Além das dificuldades práticas enfrentadas pelos trabalhadores da saúde, muitos relataram a pressão psicológica de cuidar de pacientes cujas vidas dependiam deles. Um testemunho envolveu o lamento de uma médica que lidou com a realidade de atender crianças que não acreditavam que poderiam ser afetadas pela COVID-19. O impacto emocional foi tão forte que, após o colapso das internações, uma enfermeira pediu demissão e se afastou de todos, incapaz de lidar com a carga emocional de sua experiência.
À medida que a pandemia avança e o Brasil se movimenta em direção à normalidade, muitos afirmam que os resquícios da COVID-19 ainda persistem. O estigma associado à doença e o fato de que os impactos psicológicos estão longe de ser totalmente superados tornam o futuro incerto para muitos profissionais. Um relato poderoso destacou que, mesmo após a vacina, a sensação de que as pessoas estão assumindo um risco desnecessário permanece.
Para os que vivem e trabalham em circunstâncias diante da pandemia, ainda é um desafio. Eles enfrentam não apenas a luta diária por suas próprias vidas e pela vida de seus pacientes, mas também a batalha contínua para que suas vozes sejam ouvidas e que a memória do que aconteceu não seja apagada. A complexidade da experiência humana diante da pandemia é um lembrete sombrio de que a vida nunca mais será a mesma, e o legado da COVID-19 exigirá reconhecimento e cuidado por muito tempo.

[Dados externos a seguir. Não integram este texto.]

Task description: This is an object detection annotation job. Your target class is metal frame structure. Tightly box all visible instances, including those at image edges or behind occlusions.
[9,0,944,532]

Fontes: Folha de São Paulo, O Estado de S. Paulo, Agência Brasil
Resumo
A pandemia de COVID-19 deixou profundas marcas na saúde mental dos profissionais que atuaram na linha de frente do combate ao coronavírus. Relatos de trabalhadores da saúde revelam o desespero e o cansaço acumulado após meses de intenso sofrimento, enfrentando a responsabilidade de salvar vidas enquanto lidavam com lutos pessoais e profissionais. A pressão para salvar pacientes e a escassez de recursos, como leitos de UTI, tornaram a situação crítica, levando muitos a se sentirem oprimidos e despreparados. Além disso, a desinformação sobre a gravidade da doença aumentou a tensão entre os profissionais. Histórias emocionais de perda e o estigma associado à COVID-19 persistem, deixando um impacto psicológico duradouro. À medida que o Brasil avança em direção à normalidade, muitos trabalhadores da saúde ainda lutam para lidar com as consequências emocionais da pandemia, lembrando que a vida nunca mais será a mesma.